Mom can't remember why she is here, but she seems to know who I am today. In a rare moment of lucidity, she offers, "This must be boring for you."

 

Alzheimer's disease has been with us for a while. We missed the early signs. Mom lived by herself, so no one was there to see her pace the floor at night, diligently hiding her costume jewelry. Two years ago, I asked if she would see a provider about her increasing difficulty with word recall. "No. If I'm losing my mind, I don't need to know about it."

 

Then the pandemic. We supported her in her home as well as we could from a distance. Groceries. Daily calls. Paying her bills. Disabling her car. It wasn't enough: the decline was too fast. By the time we got a formal diagnosis, there was significant atrophy noted in every part of her brain. "She shouldn't be living alone. You know that." She was in memory care within the month.

 

The initial cooperation we had seen on move-in day quickly gave way to agitation. Anger. Confusion. Refusing to leave her room. She would call me, frantic that she couldn't reach her daughter, only to end the call seconds later because I wasn't "helping her." She eventually forgot how to call my sister or me at all. After three months, she was finally stabilizing, smiling more, participating in activities. Then I got the call. "We found your mom on the floor. She's in a lot of pain. We are going to call an ambulance."

 

The surgery in the morning is quick and she is back in her room. The combination of anesthesia, narcotics, and stormy weather means that sundowning starts early today. There is no logic, only reaction. By evening, she cannot be redirected any more. She slaps me and digs her nails into my arm when I try to straighten the sheets. I feel myself slipping. I tearfully tell the nurse that I need to leave for the night. "Go. We've got this." Nurses always recognize a person who has reached their limit.

 

"Where have you been?" my mother demands.

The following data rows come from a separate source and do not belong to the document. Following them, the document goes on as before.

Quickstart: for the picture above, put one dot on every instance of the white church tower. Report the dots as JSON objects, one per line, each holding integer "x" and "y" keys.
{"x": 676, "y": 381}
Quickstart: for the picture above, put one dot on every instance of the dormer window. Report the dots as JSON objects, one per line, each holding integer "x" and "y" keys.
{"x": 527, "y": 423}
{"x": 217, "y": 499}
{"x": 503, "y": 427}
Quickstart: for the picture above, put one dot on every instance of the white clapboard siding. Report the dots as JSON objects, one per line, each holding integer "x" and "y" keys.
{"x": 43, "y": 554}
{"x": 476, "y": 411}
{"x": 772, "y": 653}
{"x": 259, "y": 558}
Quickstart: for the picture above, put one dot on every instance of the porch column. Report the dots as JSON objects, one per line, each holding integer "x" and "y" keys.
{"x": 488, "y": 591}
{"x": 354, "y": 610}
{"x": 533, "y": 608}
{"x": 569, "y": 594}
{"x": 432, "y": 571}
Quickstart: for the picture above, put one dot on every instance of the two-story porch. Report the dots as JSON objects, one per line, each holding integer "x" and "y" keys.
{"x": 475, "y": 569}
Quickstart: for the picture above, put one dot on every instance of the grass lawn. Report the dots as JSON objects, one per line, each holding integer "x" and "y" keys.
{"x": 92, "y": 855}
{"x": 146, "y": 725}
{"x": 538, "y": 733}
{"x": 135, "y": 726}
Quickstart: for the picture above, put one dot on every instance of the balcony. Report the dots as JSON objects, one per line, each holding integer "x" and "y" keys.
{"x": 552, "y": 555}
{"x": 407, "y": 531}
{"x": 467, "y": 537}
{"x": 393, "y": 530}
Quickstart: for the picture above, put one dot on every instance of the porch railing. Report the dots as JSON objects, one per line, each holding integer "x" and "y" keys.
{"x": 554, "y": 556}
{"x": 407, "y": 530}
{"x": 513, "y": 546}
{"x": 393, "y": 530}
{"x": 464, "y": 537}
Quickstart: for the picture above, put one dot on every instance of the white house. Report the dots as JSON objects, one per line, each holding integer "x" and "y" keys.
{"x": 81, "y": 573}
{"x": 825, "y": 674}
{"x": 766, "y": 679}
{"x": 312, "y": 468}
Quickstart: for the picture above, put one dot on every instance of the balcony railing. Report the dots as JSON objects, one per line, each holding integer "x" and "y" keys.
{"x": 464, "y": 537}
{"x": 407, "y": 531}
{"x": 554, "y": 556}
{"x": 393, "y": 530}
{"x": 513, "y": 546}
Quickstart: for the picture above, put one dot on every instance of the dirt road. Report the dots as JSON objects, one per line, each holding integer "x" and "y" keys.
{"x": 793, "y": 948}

I recognize evidence all over the room of last night's war with dementia. Incontinence care supplies. Fidget objects. Her IV, urinary catheter, and pain pump I convinced the surgeon to place are all discarded, victims of her agitated plucking. The guilt threatens to drown me. I can't ask the staff to do my job. I steel myself and silently vow not to leave again.

 

And then I see the open blinds between her room and the computer station, clear evidence that her nurse maintained the watch when I could not. The tears I haven't yet cried finally come. Maybe, just maybe, I don't have to do this by myself after all.